The Animal and Plant Quarantine Agency (APQA) of South Korea has released its animal research numbers for 2017. We spoke to the Animal Protection & Welfare Division and have been able to get a translated copy of these figures. The tables below were produced by the APQA, and we thank Dr Moon for providing these figures. For more information of animal research around the world see our Worldwide Statistics page.
In 2017, South Korea used 3,085,259 animals in research, up 7.2% from the previous year.
Over 97% of animals were rodents (mainly mice and rats), fish and birds. There were rises in rodents (+8%), birds (+32%) and amphibians (+50%) and falls in fish (-13%), rabbits (-3%) and primates (-6%).
Primates accounted for just 0.08% of all animals used.
South Korea continues to produce severity statistics, similar to those in Europe. 5.3% of research showed no harm to the animal, 28.1% was mild, 33.2% was moderate and was 33.3% severe. This is very similar to last year’s figures.
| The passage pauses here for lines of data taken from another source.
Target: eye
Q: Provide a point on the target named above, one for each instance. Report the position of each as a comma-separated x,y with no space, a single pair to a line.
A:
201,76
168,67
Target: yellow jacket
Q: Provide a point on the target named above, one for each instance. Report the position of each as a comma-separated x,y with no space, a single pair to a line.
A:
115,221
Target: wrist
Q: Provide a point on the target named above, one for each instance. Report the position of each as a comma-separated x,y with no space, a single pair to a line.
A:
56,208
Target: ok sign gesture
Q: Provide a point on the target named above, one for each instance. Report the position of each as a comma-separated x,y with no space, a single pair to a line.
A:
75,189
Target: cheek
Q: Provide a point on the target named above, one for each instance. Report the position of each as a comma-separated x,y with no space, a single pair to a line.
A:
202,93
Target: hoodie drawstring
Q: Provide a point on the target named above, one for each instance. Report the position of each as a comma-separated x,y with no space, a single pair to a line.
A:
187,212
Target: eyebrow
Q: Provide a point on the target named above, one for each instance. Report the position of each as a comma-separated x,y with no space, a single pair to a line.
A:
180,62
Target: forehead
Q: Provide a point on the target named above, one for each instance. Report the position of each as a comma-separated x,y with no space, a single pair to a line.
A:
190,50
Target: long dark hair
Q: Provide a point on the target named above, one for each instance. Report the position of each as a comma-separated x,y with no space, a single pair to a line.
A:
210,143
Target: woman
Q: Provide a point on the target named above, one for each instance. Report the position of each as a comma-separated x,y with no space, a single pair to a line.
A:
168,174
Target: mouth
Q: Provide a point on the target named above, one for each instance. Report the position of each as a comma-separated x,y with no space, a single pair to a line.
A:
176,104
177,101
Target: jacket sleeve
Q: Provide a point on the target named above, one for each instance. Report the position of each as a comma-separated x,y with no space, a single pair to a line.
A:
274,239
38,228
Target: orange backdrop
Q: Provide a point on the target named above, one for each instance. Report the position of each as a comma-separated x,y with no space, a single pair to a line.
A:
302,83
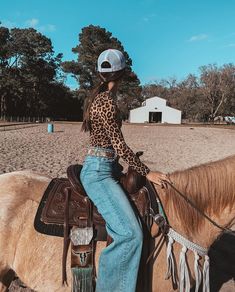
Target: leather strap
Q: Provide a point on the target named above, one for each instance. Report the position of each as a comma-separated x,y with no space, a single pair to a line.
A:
66,235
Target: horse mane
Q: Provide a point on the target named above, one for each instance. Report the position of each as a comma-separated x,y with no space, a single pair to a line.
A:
210,186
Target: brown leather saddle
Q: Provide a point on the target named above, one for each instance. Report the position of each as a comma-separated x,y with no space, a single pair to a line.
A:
69,194
65,207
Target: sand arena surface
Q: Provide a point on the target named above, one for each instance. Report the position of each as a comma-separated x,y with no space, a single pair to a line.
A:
166,148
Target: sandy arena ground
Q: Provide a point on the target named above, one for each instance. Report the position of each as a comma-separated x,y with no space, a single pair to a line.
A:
166,148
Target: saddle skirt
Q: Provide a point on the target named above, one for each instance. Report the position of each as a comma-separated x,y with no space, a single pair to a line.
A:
81,212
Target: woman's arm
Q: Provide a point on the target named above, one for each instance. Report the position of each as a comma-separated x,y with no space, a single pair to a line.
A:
113,131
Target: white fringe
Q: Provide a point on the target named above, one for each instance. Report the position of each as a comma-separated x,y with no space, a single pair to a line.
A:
206,278
197,271
184,279
184,284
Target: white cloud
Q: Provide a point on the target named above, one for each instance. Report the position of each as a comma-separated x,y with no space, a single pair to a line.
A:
199,37
32,22
47,28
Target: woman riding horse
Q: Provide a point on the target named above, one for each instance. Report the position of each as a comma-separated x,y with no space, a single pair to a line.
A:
119,262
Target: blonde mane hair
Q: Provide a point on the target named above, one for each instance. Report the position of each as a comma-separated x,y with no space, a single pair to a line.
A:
210,186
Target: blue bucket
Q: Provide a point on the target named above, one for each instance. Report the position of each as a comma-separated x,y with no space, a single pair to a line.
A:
50,128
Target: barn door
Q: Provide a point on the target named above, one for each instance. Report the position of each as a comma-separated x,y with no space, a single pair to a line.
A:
155,117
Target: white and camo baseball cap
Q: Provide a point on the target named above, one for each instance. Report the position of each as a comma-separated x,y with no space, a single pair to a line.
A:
114,57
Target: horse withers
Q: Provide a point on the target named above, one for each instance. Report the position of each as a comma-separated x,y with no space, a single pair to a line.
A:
36,258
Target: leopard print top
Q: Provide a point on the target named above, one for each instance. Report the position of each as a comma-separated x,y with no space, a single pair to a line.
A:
105,131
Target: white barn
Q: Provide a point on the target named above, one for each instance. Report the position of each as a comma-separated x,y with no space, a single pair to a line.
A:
155,110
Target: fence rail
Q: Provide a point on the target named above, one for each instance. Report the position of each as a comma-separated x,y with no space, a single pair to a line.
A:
24,119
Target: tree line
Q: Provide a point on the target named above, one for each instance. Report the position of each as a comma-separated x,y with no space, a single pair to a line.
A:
32,79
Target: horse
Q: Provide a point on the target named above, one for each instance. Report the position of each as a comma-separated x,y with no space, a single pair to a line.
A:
36,258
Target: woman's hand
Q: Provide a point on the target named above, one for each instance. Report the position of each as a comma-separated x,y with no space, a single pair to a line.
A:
158,178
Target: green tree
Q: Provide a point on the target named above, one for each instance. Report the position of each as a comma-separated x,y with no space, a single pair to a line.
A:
92,41
28,72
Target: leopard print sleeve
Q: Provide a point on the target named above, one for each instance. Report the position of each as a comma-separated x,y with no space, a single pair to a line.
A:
109,118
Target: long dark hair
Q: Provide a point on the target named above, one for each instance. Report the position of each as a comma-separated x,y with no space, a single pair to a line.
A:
102,87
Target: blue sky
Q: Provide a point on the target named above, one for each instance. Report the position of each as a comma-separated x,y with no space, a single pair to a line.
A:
164,38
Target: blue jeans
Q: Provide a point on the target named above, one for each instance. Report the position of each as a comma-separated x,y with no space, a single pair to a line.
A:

The grading works (approximately) as follows:
- Grade B: Breeding (Genetically altered and normal) and maintenance of vertebrate animals
- Grade C: Experiments that do not involve pain or suffering, and do not require anesthetics or analgesics
- Grade D: Experiments that may involve pain or suffering that is alleviated through anesthetics and/or analgesics
- Grade E: Experiments that may involve pain or suffering that is not alleviated through anesthetics and/or analgesics
The number of animals used in research has continued to rise steadily over the last decade, up 305%, rising at a fairly steady rate of over 250,000 animals per year. To see why, take a look at a graph, produced by Nature, on the growth of R&D in South Korea over the same period.
The huge rise in spending on basic and applied research means that animal experiments were likely to rise (and did) over the same period. In 2013, South Korea had more researchers per thousand people in employment (12.84) than Japan (10.19), the USA (8.81) or Germany (8.54). Medical and health sciences were the largest discipline (by publications) in South Korea (see Nature article).